14、OpenAI、Stargate戦略を見直し、自社データセンター建設を断念、算力予算を6000億ドルに縮小
OpenAIは、Stargate計算基盤整備プロジェクトに関し、大きな戦略変更を行い、自社のデータセンター建設を断念し、AWSやGoogle Cloudなどのサードパーティクラウドサービスを利用して算力を確保する方針に切り替えました。2026年までの総算力支出は、従来の1.4兆ドルから約6000億ドルに縮小される見込みです。この変更は、資金調達の圧力によるものです。Stargateは2025年に提案されて以来、進展が遅く、大規模な資金調達に成功していません。OpenAIはテキサス州での拡張計画から撤退し、ソフトバンクと新たな協力体制を築き、エネルギーと施設の開発をソフトバンクに委ね、OpenAIは長期リース契約を通じて算力を確保します。さらに、OpenAIはNVIDIAのVera Rubinプラットフォームへの算力移行を進めており、2026年後半にはギガワット級の算力規模を実現する予定です。
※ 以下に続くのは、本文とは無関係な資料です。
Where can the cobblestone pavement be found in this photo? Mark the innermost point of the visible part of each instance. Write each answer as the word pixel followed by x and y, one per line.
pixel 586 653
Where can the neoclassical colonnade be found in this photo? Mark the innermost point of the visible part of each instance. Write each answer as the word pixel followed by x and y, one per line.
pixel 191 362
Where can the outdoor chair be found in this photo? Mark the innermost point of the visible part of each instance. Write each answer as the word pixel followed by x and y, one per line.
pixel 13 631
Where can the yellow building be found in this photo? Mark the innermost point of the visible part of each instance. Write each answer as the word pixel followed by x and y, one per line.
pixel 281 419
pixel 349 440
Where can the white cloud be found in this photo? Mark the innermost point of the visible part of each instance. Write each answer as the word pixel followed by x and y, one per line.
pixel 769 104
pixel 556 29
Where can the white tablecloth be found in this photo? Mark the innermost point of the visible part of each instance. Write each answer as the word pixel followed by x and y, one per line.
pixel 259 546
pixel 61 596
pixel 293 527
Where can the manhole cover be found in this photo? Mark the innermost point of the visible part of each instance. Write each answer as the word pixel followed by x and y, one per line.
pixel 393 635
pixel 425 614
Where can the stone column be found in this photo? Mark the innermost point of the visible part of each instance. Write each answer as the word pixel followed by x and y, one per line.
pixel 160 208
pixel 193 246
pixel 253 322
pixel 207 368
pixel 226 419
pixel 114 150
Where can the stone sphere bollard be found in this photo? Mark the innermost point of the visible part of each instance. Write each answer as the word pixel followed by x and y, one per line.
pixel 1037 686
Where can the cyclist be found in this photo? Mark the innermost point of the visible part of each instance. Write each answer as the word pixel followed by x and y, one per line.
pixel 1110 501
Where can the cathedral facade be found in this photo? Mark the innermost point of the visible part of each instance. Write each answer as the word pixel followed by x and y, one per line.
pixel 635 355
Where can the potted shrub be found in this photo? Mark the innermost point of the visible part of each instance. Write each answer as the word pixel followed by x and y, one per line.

15、中国「第十五次五カ年計画」:国家ブロックチェーンネットワーク構築とデジタル通貨の国際ガバナンス参加
中国の国民経済・社会発展第十五次五カ年計画の全文が公開されました。計画は、現代的なインフラ体系の構築を掲げ、新型インフラの適度な先行整備とともに、国家ブロックチェーンネットワークの構築を推進します。計画は、デジタル経済の中核産業を拡大し、新世代通信技術、クラウドコンピューティング、ブロックチェーンなどの産業を育成し、国際競争力のあるデジタル産業クラスターを形成することを明示しています。国際的なガバナンスに関しては、AI、デジタル通貨、データの越境流通などの分野で積極的に参加し、データ安全保障やプライバシー保護、越境執行協力において合意を深め、国際司法調整やルールの相互承認を強化します。さらに、デジタル人民元の着実な発展と上海国際金融センターの加速も掲げています。